Jason Burns is bringing color and life to the Morgantown History Museum.
written by jordan pugh
PHotographed by carla witt ford
Jason Burns can’t believe his luck.
He was working at the university and looking for a change last year, but he wasn’t sure what it would be. “The thing I kept thinking about was, when I’d go to museums, I always wanted to see what’s inside the basement and the attic,” Burns says. “I kept telling my best friend and my brother, ‘I’d love to find a job in a museum somewhere.’” When his brother sent him the listing for the manager position at the Morgantown History Museum, it was the perfect job at the perfect time. “I fell into a pot of gold here.”
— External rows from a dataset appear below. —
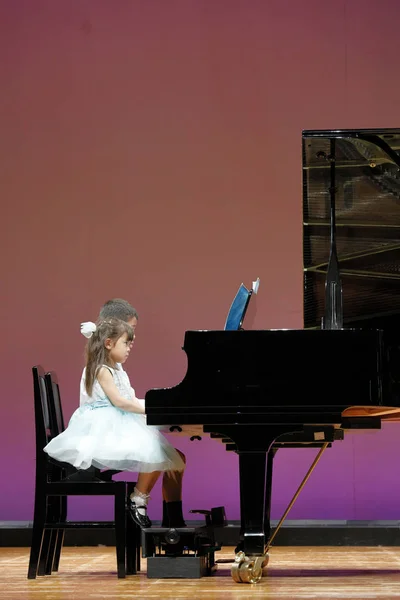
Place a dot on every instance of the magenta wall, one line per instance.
(152, 150)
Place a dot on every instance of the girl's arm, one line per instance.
(106, 381)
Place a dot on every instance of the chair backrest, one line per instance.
(43, 426)
(54, 403)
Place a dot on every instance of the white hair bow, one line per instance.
(88, 328)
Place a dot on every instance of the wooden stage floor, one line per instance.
(302, 572)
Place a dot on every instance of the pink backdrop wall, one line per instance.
(152, 150)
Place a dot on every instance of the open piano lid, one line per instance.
(367, 210)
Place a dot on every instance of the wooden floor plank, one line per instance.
(319, 573)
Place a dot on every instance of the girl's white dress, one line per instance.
(104, 436)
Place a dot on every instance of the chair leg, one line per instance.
(51, 552)
(47, 553)
(120, 533)
(60, 533)
(39, 519)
A West Virginia native raised in rural Pendleton County, Burns developed a deep appreciation for regional history from a young age—West Virginia folklore and ghost stories are his favorites. After 17 years at WVU, where he coordinated Mountaineer Week, offered campus ghost tours, and more, he took over at the museum in November 2023.
As the museum’s first paid, full-time manager, Burns hopes to elevate the space and its offerings. His current goals are to bring in more color and inclusivity. He’s painting walls, adding vibrant blues to brighten and refresh the space. And he’s integrating a greater variety of perspectives. The museum’s Black History Month exhibit, for example, aims to shed light on some less-often-told parts of Monongalia County’s history. On display through May, the exhibit features the first African American mayor of any West Virginia municipality and photos from segregated schools in nearby Osage—as well as receipts documenting the sale of two enslaved people in Virginia, artifacts that Burns and museum staff discovered in the archives. He describes the receipts as “objects with power.”
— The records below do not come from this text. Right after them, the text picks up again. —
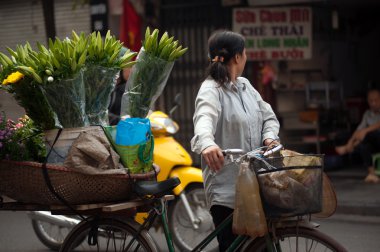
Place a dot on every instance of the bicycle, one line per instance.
(284, 234)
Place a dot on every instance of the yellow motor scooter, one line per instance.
(189, 218)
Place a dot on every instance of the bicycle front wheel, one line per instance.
(297, 239)
(108, 235)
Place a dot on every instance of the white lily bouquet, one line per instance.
(68, 83)
(150, 73)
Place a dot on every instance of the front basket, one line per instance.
(24, 182)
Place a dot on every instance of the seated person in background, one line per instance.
(366, 138)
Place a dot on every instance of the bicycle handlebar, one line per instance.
(266, 153)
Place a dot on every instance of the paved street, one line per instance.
(357, 233)
(356, 223)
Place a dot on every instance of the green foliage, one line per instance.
(21, 141)
(165, 48)
(63, 59)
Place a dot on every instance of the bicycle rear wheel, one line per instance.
(111, 235)
(297, 239)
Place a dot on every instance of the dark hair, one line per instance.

In addition to permanent and rotating themed history exhibits, the museum has a research gallery of historical texts and accompanying artifacts. One of Burns’ favorite items is a Morgantown City Council meeting minutes book from the 1860s detailing city life in the Civil War era. Visitors are encouraged to use the research gallery for their studies and amusement.
Museum management is a more active job than you might think. Burns claims he has walked more already in the museum than in his entire life, exclaiming “Thank God for Dr. Scholl’s!” while emphasizing that it is a good kind of exhaustion. Artifact overflow is an ongoing challenge, he says—his office, a garage, and a storage room on-site are at max capacity, in addition to two off-site storage units. At the same time, that rich resource allows him to rotate artifacts and curate fresh exhibits, keeping the museum dynamic.
Exhibits on the Metropolitan Theatre’s 100th anniversary and Don Knotts’ 100th birthday are 2024 events to look forward to. The museum also recently acquired parts and photographs of the first airplane flown in West Virginia—it happened right here in Morgantown—and Burns hints at a coming exhibit on Morgantown’s first airborne apparatus.
Entrance to the Morgantown History Museum is always free, and the museum offers guided tours. Walk-ins are welcome, but if you schedule ahead, staff can arrange a demonstration of the printing press. And, in spite of artifact overflow, Burns encourages folks to contribute artifacts—“history happens every day, so stuff that happened yesterday, last week, that’s history right now”—as well as oral histories and monetary donations.